I’m a bit confused about which all English characters can I use in my custom dataset to train STT model. What I precisely would like to understand is whether I can use special characters like “?”, “,”, “-” etc in the text of my dataset? Right now, my understanding is that we can only use 26 English alphabets + apostrophe + blank space in the text part of our dataset. Am I right/wrong here?
I am planning to employ transfer learning to re-train the mozilla deepspeech checkpoint on my data.
There is an alphabet file that you can adapt to your needs, but if you do train English I would start by stripping the extra chars from your text. DeepSpeech tries to guess letters, and special chars are hard to pronounce. Maybe with the exception of a question mark. If you get more and more confident with DeepSpeech you can try to extend the alphabet.
Hi, thanks for your response.

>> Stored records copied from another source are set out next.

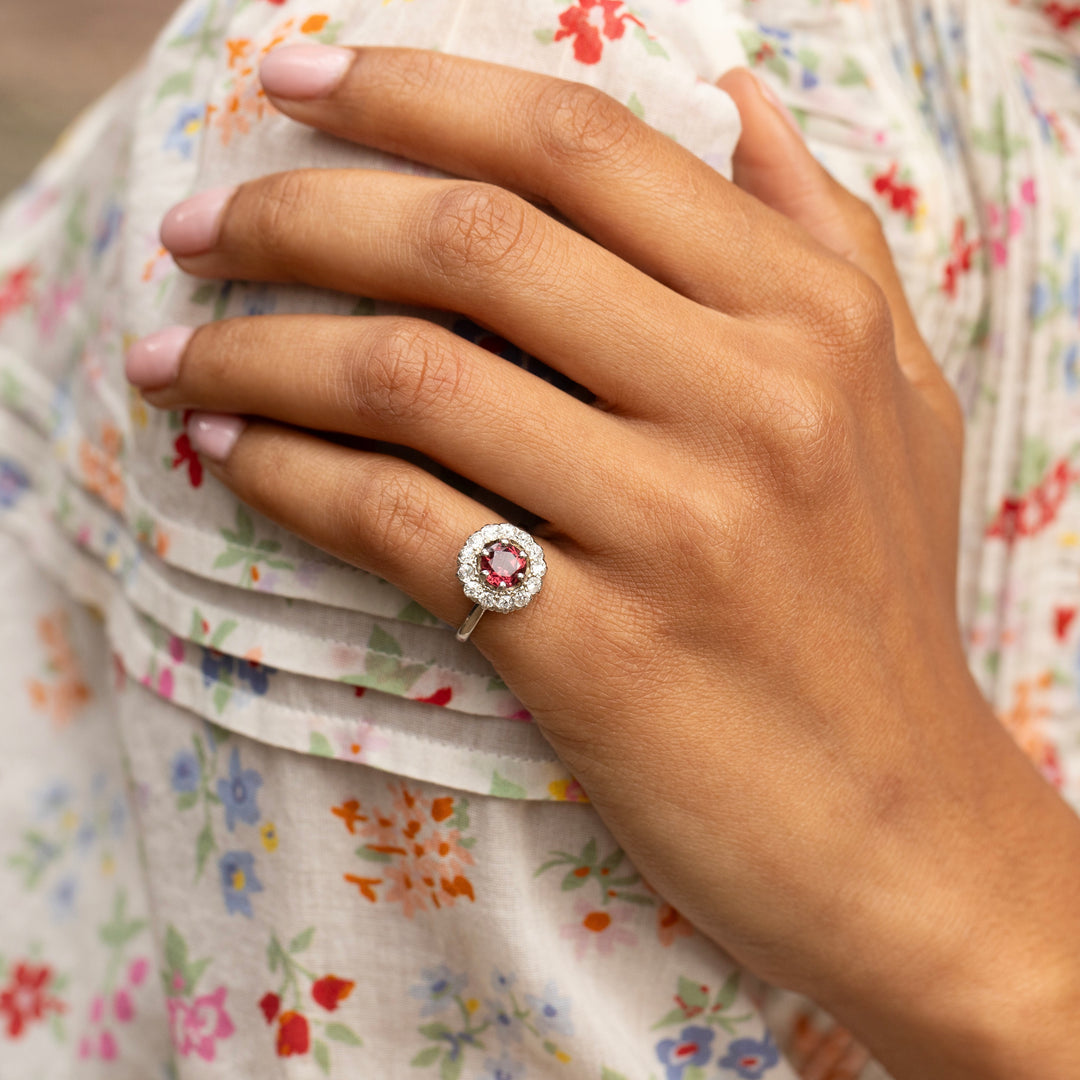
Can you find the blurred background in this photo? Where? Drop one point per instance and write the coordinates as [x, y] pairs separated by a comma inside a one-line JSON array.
[[55, 57]]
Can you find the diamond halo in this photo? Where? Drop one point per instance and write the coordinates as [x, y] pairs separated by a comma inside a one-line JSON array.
[[474, 580]]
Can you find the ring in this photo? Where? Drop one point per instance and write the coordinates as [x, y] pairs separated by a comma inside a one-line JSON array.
[[501, 568]]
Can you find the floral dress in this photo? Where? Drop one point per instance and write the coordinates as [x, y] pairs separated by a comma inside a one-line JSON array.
[[262, 814]]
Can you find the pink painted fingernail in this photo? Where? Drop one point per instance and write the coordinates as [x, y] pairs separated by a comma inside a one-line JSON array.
[[214, 434], [301, 72], [773, 98], [192, 227], [153, 362]]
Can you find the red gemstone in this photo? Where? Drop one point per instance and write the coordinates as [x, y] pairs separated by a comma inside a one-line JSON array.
[[502, 565]]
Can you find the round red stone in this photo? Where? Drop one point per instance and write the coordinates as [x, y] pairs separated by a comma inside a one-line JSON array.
[[502, 565]]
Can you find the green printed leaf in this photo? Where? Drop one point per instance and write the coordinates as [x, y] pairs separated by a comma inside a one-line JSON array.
[[340, 1033], [373, 856], [505, 788], [691, 994], [427, 1056], [414, 612], [176, 950], [320, 745], [178, 83], [229, 557]]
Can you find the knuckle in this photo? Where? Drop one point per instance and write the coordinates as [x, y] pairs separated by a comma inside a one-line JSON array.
[[810, 442], [409, 370], [475, 228], [389, 507], [576, 123], [279, 201], [854, 316]]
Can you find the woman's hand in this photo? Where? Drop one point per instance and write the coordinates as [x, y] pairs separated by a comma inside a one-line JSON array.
[[746, 646]]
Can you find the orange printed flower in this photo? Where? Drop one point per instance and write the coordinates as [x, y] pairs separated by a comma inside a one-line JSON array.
[[294, 1036]]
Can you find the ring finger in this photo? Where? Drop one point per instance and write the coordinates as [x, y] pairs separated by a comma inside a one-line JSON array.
[[406, 381]]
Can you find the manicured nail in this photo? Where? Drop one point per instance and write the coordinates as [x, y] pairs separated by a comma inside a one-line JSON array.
[[773, 98], [214, 434], [153, 362], [192, 227], [301, 72]]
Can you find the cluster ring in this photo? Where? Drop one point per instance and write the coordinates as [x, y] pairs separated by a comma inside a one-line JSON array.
[[501, 568]]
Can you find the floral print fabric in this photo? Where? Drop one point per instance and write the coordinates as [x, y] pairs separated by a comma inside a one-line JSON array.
[[264, 815]]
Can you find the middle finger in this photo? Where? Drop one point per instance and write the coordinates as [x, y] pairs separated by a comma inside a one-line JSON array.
[[406, 381], [468, 247]]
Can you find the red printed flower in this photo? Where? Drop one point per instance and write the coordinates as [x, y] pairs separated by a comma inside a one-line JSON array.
[[329, 991], [1063, 15], [902, 197], [270, 1006], [588, 19], [186, 456], [294, 1037], [1027, 515], [959, 262], [15, 291], [26, 999]]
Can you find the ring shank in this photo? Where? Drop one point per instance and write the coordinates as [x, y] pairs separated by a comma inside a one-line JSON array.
[[470, 624]]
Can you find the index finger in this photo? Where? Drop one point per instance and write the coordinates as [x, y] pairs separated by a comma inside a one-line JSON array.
[[632, 189]]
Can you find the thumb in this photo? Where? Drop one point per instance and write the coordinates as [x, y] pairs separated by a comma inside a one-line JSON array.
[[773, 164]]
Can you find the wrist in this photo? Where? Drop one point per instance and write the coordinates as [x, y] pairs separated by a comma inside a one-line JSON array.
[[985, 952]]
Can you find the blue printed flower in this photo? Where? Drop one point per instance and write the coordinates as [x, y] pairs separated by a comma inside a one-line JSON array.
[[502, 1069], [239, 881], [508, 1027], [552, 1011], [437, 989], [186, 772], [693, 1047], [215, 666], [256, 675], [751, 1058], [181, 136], [238, 793], [13, 483]]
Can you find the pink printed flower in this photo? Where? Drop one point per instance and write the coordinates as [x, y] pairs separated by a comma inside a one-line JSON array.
[[589, 22], [603, 928], [197, 1027]]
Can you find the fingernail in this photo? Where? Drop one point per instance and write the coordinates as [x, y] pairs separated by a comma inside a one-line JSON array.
[[153, 362], [214, 434], [301, 72], [192, 227], [773, 98]]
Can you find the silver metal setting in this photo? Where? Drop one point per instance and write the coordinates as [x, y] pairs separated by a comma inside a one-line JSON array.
[[483, 595]]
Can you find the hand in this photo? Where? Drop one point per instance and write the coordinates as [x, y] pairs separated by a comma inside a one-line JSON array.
[[746, 646]]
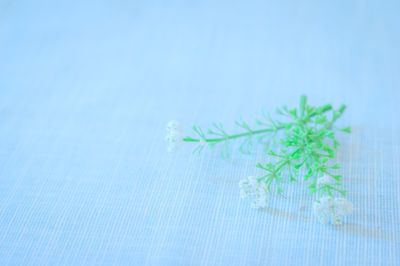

I checked the alphabet file, it contains 26 English alphabets + apostrophe. So does this mean that the acoustic model gives out 27 outputs(26 alphabets + apostrophe)?
Okay thanks, that was helpful. I’ll try that as well. I just have one more query for now, let’s say if I add “?” in the alphabet.txt and I also add “?” in the sentences used in training, will the model learn to predict “?” now?
Also, will this effect my accuracy? Since the deepspeech pre-trained by mozilla was trained to give out 28 outputs only and with the addition of “?”, the model now has 29 outputs to predict.